Sweetcorn, bacon and chive fritters

Admittedly, I do like to cook. Mostly because I enjoy it. I also do it because I like to know what I’m eating.

Sweetcorn fritters are one of the easiest light meals to whip up and in NZ, who doesn’t have an Edmond’s Cookery Book? It’s quintessentially Kiwi and my go to for basic recipes. It’s what I used to make these fritters.

After a busy bike ride with the kids at Sanders Reserve – awesome place if you have kids that like biking – we came home for lunch. Cold faces, hands and empty tummies that needed filling. 15 minutes later we were eating. Plates were cleaned.


3/4 cup of standard plain flour              1 egg
1 tsp baking powder                                 440g can cream-style corn
1/2 tsp salt                                                   Extra light olive oil for frying
black pepper
2 x small handfuls of chives
6 rashers of good quality streaky bacon or 1 large handful of bacon pieces


Heat a little oil in a non-stick frying pan or cast iron skillet – it should not start smoking. Using scissors cut up bacon into little pieces and toss in the pan till browned but not too crispy. Set aside on kitchen paper to cool. Take pan off the heat.

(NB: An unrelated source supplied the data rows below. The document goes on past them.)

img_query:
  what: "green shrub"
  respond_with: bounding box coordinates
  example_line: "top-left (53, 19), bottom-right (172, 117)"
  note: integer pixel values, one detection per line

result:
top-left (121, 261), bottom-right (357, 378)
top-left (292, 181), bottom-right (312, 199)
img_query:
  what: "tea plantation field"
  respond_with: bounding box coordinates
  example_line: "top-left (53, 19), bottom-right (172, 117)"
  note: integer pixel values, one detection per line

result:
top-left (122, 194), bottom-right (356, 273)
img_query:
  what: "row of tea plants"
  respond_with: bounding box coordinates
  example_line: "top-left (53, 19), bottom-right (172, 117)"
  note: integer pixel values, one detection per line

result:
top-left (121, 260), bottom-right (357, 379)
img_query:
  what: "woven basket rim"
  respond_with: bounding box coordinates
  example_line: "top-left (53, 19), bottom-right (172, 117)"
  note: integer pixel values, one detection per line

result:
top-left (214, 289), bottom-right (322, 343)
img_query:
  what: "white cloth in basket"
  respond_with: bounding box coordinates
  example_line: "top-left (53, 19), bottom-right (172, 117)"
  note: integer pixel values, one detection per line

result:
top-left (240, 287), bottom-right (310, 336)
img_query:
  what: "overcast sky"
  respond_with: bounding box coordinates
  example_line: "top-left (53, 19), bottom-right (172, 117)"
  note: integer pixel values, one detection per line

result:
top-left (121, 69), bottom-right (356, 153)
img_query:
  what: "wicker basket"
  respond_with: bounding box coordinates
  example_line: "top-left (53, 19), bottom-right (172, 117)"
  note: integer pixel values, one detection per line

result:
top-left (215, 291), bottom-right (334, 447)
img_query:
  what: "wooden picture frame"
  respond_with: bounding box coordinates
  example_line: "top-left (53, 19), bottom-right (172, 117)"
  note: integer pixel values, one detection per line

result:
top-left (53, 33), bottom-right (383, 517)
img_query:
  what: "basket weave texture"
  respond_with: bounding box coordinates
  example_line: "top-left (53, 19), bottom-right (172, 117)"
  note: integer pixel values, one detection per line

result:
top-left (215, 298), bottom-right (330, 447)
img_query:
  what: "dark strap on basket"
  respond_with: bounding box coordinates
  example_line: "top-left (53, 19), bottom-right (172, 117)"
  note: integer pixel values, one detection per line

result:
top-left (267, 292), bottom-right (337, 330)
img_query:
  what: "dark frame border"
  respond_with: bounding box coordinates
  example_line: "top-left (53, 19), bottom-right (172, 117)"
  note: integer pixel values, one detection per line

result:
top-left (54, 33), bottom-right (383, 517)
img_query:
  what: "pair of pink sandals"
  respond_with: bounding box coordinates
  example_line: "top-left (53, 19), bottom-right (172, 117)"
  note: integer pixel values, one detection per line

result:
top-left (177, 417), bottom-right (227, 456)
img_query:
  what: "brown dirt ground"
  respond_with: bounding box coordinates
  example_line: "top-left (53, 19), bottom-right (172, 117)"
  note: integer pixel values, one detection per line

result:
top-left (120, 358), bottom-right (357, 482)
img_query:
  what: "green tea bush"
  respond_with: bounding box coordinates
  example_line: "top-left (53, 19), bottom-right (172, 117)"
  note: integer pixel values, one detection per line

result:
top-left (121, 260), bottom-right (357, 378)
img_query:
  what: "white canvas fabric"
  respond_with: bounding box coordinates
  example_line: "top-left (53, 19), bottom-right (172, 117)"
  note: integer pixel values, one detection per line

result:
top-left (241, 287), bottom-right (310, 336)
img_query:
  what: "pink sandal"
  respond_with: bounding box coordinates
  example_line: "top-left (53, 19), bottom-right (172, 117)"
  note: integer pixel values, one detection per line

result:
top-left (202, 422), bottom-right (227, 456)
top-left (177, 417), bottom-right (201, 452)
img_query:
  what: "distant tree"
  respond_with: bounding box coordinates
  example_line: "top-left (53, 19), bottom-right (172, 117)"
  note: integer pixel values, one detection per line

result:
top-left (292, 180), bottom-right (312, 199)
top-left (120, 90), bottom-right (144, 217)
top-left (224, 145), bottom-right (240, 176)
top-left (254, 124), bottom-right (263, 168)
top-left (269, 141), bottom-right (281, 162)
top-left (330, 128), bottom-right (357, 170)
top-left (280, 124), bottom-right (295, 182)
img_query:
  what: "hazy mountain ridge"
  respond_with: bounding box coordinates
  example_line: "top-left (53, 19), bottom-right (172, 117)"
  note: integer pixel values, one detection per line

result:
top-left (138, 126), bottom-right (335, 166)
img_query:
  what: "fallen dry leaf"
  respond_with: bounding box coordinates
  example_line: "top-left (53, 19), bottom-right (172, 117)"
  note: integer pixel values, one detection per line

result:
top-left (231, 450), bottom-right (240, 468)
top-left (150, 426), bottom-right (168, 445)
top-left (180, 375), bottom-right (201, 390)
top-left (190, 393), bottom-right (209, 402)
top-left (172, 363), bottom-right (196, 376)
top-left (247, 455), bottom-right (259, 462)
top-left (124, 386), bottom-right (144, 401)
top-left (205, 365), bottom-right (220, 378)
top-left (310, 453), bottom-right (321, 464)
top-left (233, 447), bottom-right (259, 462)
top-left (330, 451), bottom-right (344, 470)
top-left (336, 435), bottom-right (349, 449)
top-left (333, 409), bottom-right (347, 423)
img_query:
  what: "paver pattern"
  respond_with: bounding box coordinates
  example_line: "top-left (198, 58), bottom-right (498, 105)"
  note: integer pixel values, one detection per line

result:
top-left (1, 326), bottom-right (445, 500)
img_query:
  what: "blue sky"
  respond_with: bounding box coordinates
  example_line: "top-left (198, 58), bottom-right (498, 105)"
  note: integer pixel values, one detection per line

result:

Chop chives. Again, I find the easiest way to do this is with scissors. one handful will go in your fritter mix the other is for garnishing.

Sift flour, baking powder, salt and pepper to taste in a bowl. Add egg, mixing with a fork to combine. Stir in sweetcorn, cooled bacon pieces and a small handful of chives. Put the pan back on the heat, add a little more oil to the bacon fat that’s in there (it makes for real flavour in your fritters). Drop tablespoons of corn fritters into the pan. Cook until golden then turn and cook the other side. Drain on kitchen paper. Serve hot with fresh chopped tomatoes dressed with a drizzle of extra virgin olive oil, salt, pepper and the remaining chives (note: my kids have their tomatoes naked as they don’t care for dressing much.

Serves 4 piggies or 6 normal people.

Sooooooooo yummy.

Note on the ingredients

I used:

  • an Otaika Valley free range size 6 egg
  • Pam’s Extra Light Olive Oil for frying
  • Pam’s Value range of creamed corn
  • The Village Press Barnea extra virgin olive oil for dressing the salad
  • Hendersons bacon pieces. Comes in 1kg packs. Gluten-free, chemical free and dry cured the traditional way. I portion up the pack and freeze them for use in soups, fritters and quiches.